Nonostante i fatti risalgano ad ottobre, sono stati resi pubblici dal padre del ragazzo con un post sui social network solo questa settimana; a partire dal giorno dell’insulto il ragazzo preso di mira si è rifiutato di andare a scuola e ha iniziato ad andare da uno psicologo, il quale ha riferito al padre che è stato creato in lui un grave danno e che ora non si sente più a suo agio all’interno dell’istituto scolastico.

Il padre del ragazzo, un uomo nordafricano residente a Spoleto da più di trent’anni e molto noto alla comunità, ha rilasciato diverse interviste in cui ha raccontato l’accaduto.

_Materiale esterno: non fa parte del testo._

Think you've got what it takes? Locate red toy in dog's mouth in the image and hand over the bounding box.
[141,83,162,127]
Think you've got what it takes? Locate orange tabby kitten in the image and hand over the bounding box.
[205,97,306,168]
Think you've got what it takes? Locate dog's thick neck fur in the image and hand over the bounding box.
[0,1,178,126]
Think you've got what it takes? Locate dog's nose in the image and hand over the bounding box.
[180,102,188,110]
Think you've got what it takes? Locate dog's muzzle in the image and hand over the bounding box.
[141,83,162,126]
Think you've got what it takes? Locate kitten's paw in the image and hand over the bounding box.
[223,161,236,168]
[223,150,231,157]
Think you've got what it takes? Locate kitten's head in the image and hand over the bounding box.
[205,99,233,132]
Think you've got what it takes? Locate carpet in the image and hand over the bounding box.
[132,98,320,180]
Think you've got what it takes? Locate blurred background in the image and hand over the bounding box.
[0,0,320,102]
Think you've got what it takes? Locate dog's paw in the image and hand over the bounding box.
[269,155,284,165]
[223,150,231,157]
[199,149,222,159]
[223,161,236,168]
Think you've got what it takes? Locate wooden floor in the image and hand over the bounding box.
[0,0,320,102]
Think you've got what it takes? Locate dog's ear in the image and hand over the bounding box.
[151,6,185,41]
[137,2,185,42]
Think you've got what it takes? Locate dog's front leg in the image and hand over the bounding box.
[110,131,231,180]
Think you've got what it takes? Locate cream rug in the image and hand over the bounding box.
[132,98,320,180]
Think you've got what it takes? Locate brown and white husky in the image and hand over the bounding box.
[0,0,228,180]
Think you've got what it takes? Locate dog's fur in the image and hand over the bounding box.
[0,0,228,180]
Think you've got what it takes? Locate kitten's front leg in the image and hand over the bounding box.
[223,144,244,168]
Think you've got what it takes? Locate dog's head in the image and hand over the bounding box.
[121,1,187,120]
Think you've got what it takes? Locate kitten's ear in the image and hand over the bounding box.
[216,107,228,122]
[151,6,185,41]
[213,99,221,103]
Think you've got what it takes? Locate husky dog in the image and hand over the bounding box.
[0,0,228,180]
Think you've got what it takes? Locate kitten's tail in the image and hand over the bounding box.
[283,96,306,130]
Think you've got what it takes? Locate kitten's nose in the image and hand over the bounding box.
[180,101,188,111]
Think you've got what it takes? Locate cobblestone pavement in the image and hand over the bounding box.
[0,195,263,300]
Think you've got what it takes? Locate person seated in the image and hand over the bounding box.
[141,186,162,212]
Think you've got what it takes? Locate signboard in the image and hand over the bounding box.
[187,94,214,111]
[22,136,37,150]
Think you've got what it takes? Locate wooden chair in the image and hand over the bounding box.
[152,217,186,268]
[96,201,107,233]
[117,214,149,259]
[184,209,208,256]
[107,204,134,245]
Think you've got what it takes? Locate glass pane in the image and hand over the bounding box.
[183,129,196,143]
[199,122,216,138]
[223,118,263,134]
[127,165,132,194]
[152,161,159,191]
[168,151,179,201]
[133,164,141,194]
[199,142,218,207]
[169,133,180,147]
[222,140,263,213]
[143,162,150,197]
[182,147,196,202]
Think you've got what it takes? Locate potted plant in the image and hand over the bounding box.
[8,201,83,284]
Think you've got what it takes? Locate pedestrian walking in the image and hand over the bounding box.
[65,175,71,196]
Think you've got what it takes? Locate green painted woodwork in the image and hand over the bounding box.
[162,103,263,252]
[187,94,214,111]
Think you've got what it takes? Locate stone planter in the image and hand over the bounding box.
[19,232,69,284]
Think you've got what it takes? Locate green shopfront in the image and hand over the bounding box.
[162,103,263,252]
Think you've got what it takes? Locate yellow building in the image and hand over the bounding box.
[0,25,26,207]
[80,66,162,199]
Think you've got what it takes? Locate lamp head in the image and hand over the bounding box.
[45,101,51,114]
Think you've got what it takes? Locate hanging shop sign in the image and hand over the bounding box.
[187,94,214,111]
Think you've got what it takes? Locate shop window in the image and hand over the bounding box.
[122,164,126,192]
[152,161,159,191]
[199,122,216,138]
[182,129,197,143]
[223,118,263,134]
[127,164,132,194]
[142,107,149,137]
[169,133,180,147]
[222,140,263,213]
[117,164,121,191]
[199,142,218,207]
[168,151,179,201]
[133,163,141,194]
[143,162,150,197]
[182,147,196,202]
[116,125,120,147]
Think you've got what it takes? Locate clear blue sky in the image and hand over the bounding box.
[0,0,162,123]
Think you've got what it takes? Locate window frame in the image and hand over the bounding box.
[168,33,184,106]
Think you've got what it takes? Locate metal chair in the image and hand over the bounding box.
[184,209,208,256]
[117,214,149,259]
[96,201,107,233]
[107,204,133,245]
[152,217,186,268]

Nonostante i fatti fossero avvenuti mesi prima e l’episodio non fosse isolato, l’uomo, prima di sporgere denuncia, ha aspettato la scuse dell’insegnante, le quali però non sono mai arrivate. “Si è trattato di un comportamento ignobile, non mi era mai accaduto niente di simile in più di trent’anni in Italia. Mi aspettavo almeno un tentativo di riconciliazione, che l’insegnante si scusasse, ma niente. Non è tollerabile, soprattutto per chi crede nell’etica e nella giustizia. A questo punto sono stato costretto prima a denunciare, poi a raccontare a tutti”.

Il fascicolo consegnato dal padre del ragazzo alla procura di Spoleto è ancora aperto e all’interno dell’atto vengono riferiti tre episodi, di cui due coinvolgono altrettante professoresse mentre il terzo un diverbio tra i coetanei.

Una docente, nello specifico, avrebbe chiamato continuamente il ragazzo con una versione del suo nome italianizzata e, quando questo si era permesso di chiederle di utilizzare il nome corretto, lei gli aveva risposto che avrebbe continuato a chiamarlo come voleva e che se non gli fosse andato bene, poteva tornarsene “al Paese suo”.

“Alla magistratura chiedo solo di fare il suo corso e accertare quanto accaduto” sono state le parole del padre del ragazzo “Ho aspettato tutto l’anno scolastico che succedesse qualcosa, a fronte del fatto che un ragazzino non andava più a scuola. Ho aspettato che l’istituto prendesse provvedimenti nei confronti di una professoressa e insegnante di sostegno. Ma non è successo niente”, racconta il padre del ragazzo di 13 anni a la Repubblica. «Ho presentato la denuncia perché credo che laddove ci siano mele marce sia importante intervenire» ha concluso l’uomo.

Siamo di fronte all’ennesimo episodio di razzismo nel nostro Paese, questa volta reso ancora più grave dal contesto istituzionale, educativo e che quindi dovrebbe rappresentare per i giovani ragazzi un luogo sicuro, dove apprendere in serenità e non venire giudicati da coloro che dovrebbero avere un ruolo educativo nei loro confronti.